Importing CSV file with specific delimiters in Talend

Rogier Lommers picture Rogier Lommers · Jan 9, 2013 · Viewed 13.3k times · Source

I have a CSV file which has unusual delimiters which I want to parse with Talend. Normally, when we have a CSV with "carriage return" characters as rowdelimiter, I use "\n". When it is a TAB delimited file, I use "\t", etcetera. But now I have a file which has some unusual characters. Wikipedia taught me that it are so called "control characters". My question is how can I mention these characters in the tFileDelimitedInput-component in Talend (see screenshot 2). Instead of a newline character (\n) I must use the STX control character, but how do I tell Talend which character this is? What notation is "\n" in the first place?

An example of the file:

https://dl.dropbox.com/u/1757832/talendSeparators1.jpg

The tFileDelimitedInput-component in Talend where I must enter the row separator and field separator characters.

https://dl.dropbox.com/u/1757832/talendSeparators2.jpg

Answer

Jean-Michel Garcia picture Jean-Michel Garcia · Jan 9, 2013

Have you tried creating a tFileDelimitedInputmetadata for that file ?

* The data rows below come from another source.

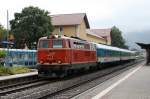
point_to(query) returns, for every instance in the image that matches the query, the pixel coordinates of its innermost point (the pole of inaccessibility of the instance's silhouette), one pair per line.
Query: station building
(77, 25)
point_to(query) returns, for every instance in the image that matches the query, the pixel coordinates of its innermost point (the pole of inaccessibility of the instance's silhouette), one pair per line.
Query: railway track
(46, 89)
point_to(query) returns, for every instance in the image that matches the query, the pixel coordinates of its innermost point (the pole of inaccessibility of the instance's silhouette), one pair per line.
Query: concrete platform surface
(18, 75)
(132, 84)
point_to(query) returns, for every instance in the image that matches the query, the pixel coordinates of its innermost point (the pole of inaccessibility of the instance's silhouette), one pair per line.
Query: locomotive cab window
(57, 44)
(44, 44)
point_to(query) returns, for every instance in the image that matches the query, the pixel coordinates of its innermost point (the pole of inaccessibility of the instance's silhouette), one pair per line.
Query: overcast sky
(128, 15)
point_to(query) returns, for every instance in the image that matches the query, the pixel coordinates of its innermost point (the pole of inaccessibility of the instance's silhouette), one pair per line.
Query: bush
(13, 70)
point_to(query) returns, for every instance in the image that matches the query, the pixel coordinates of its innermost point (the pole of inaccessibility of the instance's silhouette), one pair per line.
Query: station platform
(2, 78)
(131, 84)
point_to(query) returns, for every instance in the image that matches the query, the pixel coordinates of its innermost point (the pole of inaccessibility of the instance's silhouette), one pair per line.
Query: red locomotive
(58, 56)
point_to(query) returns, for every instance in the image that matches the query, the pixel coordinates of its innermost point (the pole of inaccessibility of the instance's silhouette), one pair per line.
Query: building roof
(69, 19)
(101, 32)
(88, 31)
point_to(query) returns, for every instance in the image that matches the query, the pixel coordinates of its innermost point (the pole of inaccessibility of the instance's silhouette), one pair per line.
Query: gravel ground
(51, 88)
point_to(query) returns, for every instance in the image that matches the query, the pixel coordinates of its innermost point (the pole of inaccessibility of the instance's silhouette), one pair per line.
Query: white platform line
(104, 92)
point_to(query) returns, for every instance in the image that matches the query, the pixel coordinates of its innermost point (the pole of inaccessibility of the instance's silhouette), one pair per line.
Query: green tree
(117, 39)
(29, 25)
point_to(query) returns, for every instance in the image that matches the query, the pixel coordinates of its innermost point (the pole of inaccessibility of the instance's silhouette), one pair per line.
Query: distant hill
(133, 37)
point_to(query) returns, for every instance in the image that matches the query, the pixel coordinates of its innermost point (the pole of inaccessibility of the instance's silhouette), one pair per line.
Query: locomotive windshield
(57, 43)
(43, 44)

Doing that, you have more options (see attached picture).

enter image description here

EDIT :

Here's the list of the UTF-8 corresponding control characters codes :

SOH : Start of heading : http://www.fileformat.info/info/unicode/char/0001/index.htm STX : Start of text : http://www.fileformat.info/info/unicode/char/0002/index.htm

Have you also tried using those utf-8 codes ?

EDIT 2 With solution :

Here's a file with the STX field separator

File content

I've defined a simple tFileInputDelimited schema with two columns (key and value both being strings).

Then, I've set :

  1. row separator as "\n"
  2. field separator as new String("\u0002")

Then, I've got the right behavior :

.----+------.
| tLogRow_1 |
|=---+-----=|
|key |value |
|=---+-----=|
|key1|value1|
|key2|value2|
'----+------'